O bagulho tava louco e para todo lado que eu olhava tinha um bota vindo correndo na nossa direção. MD tá nervoso pra caral.ho e eu entendo ele. Entramos correndo no beco da Rua 6 porque tô ligado que aqui é sem saída e dá o acesso mais fácil para subir nas lajes.
— Tá indo aonde, cara.lho? — eu pergunto para o MD vendo ele sair da viela correndo.
— Eu já venho, p.orra. — ele fala correndo, e eu sigo para poder subir em cima da laje e escuto uma arma destravando atrás de mim.
Me virei vendo a Sara com mais dois policiais do lado apontando os fuzis para mim, e nessa hora meu coração batia acelerado, adrenalina percorria todo o meu corpo e eu só conseguia pensar que, se ela conseguir me levar e pacificar o meu morro, eu vou estar muito fudi.do.
— Para agora e joga o fuzil no chão porque você tá preso. — ela fala para mim, e eu vejo o MD aparecer na viela atrás dela.
Em um movimento rápido, ela se virou com tudo para trás e deu dois disparos que acertaram um dos policiais dela e outro direto na cabeça do MD. Na hora, o meu corpo todo começou a tremer e foi como se a adrenalina tivesse ido embora e, nesse momento, só o medo se fez presente.

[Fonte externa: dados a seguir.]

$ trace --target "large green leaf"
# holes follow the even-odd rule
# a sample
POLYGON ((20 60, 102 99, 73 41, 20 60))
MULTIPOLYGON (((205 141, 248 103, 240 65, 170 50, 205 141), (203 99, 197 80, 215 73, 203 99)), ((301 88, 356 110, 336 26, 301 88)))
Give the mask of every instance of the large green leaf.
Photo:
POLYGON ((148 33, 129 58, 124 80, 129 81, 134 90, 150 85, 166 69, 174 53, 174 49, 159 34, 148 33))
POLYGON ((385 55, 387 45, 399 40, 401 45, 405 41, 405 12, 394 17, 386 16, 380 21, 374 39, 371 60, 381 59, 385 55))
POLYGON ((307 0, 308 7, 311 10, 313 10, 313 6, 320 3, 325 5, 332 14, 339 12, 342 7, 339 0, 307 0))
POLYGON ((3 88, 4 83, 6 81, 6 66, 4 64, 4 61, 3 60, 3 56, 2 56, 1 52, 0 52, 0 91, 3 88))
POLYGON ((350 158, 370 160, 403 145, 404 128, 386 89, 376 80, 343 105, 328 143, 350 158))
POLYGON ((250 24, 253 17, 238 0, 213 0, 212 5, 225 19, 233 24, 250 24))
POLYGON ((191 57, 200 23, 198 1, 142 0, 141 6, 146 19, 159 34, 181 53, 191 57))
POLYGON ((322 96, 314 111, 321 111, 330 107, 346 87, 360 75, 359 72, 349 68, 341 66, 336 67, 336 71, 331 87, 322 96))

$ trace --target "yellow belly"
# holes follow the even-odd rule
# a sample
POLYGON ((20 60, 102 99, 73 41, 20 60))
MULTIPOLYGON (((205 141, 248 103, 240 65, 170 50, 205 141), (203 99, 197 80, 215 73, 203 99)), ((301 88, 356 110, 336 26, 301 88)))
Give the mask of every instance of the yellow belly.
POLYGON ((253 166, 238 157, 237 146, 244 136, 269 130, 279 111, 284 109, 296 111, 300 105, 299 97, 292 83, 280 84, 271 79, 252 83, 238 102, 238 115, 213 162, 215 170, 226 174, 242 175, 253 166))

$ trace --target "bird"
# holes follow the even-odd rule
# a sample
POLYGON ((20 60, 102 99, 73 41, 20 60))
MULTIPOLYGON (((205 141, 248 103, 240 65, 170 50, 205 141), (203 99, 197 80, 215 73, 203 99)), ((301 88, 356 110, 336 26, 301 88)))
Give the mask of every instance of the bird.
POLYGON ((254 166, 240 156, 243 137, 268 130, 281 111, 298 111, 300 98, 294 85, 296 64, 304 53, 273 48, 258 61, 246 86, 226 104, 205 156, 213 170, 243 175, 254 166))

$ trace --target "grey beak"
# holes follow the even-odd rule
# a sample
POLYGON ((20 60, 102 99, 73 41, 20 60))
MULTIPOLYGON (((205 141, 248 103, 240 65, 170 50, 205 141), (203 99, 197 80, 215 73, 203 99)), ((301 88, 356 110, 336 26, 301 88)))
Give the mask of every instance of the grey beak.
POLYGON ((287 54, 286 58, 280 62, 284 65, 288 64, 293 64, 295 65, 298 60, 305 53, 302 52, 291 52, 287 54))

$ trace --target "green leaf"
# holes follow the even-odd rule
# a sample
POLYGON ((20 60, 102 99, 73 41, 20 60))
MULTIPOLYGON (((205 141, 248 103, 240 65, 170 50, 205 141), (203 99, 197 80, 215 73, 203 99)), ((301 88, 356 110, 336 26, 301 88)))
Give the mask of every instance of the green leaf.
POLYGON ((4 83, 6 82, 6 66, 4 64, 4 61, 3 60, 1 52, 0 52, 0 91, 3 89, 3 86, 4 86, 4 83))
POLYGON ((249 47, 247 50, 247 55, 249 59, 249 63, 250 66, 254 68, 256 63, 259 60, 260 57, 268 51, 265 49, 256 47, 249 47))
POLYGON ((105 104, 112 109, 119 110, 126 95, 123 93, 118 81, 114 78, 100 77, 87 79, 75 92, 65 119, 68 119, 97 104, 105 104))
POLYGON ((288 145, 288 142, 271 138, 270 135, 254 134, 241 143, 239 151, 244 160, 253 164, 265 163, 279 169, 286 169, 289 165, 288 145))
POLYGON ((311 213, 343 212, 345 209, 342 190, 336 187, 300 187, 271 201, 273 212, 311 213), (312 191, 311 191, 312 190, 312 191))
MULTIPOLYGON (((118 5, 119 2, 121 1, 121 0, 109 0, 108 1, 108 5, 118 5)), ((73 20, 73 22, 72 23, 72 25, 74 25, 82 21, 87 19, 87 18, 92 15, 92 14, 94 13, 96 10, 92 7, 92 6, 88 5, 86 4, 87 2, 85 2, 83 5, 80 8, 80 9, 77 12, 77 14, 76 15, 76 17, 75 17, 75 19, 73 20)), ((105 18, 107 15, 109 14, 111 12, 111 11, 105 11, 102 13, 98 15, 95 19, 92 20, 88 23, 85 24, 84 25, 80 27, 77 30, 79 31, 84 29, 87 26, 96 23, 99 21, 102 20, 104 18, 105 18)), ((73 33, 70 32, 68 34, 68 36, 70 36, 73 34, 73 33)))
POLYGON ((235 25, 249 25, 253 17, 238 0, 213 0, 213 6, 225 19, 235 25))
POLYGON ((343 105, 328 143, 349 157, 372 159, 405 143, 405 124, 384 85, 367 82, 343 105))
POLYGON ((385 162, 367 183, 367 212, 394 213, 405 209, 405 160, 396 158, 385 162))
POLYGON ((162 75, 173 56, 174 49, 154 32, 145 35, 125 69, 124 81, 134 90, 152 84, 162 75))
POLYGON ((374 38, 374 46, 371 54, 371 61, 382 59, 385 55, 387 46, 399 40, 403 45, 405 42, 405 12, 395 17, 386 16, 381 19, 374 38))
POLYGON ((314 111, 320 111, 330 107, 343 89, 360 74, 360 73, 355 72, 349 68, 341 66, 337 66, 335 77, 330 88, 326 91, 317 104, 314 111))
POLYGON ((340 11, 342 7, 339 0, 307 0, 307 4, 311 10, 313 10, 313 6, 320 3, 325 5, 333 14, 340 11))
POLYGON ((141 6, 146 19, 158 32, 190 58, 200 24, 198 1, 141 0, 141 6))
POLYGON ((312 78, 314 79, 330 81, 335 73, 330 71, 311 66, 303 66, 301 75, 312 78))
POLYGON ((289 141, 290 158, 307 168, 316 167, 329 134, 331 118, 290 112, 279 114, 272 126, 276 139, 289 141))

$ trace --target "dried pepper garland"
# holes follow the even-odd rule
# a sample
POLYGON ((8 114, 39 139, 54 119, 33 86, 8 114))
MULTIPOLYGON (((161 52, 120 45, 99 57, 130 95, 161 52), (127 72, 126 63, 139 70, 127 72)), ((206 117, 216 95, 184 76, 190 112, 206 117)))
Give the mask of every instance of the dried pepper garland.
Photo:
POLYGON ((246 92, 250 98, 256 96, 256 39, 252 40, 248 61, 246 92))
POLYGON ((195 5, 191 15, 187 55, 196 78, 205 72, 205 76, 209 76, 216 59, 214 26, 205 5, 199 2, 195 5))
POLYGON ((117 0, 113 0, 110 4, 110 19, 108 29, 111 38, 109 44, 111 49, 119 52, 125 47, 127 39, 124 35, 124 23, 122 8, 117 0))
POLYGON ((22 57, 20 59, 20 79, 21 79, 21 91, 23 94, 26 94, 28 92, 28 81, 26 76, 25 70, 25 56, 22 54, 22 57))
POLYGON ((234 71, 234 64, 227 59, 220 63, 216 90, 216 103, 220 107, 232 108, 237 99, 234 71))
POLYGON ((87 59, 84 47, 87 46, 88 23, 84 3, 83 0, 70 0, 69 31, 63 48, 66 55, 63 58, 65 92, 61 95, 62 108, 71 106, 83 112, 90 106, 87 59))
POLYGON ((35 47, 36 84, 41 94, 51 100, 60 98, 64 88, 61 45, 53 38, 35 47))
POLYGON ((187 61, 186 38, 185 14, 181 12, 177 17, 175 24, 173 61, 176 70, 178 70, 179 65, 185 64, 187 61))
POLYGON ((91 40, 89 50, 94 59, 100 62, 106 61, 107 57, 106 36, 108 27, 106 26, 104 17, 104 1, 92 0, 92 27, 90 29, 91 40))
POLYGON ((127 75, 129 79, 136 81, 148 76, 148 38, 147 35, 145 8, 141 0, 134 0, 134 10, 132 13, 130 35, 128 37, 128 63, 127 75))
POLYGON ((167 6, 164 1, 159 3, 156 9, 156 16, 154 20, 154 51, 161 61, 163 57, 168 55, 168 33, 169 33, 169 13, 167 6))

— Sua v.adia do cara.lho, ele tinha família, sabia? — eu falo bolado e jogo o fuzil no chão, me ajoelhando e colocando as mãos na cabeça.
— É uma pena. Quem sabe na próxima vida ele não toma uma decisão melhor. — ela fala com um sorriso debochado no rosto e olha para o policial caído no chão.
Fiquei ali olhando o corpo do meu mano no chão, sem acreditar que essa filha da p.uta matou ele. Como é que eu vou falar para Priscila agora que ele não vai nem ver o filho nascer?
— Vamos pacificar esse morro agora. Vocês vêm na escola comigo para a gente conseguir sair com ele do Morro. — ela fala com os policiais, que levantam o outro do chão e confirmam.
— Vamos ver se vai mesmo conseguir me tirar daqui, né? — eu falo para ela, tentando ficar confiante de que os meus vapores vão conseguir me tirar de perto dela.
A descida pelo morro foi completamente um caos, teve várias mortes de vários lados. Foi f.oda pra cara.lho ver os meus homens caindo daquela forma. Fiz sinal para o Buiu, meu gerente, e ele entendeu que era para fugirem, porque se ficarem, serão presos também. Ele entendeu o recado e em poucos minutos ficou um pouco mais fácil de chegar na viatura. Agora eu sei que tô fu.dido porque to na mira deles faz anos.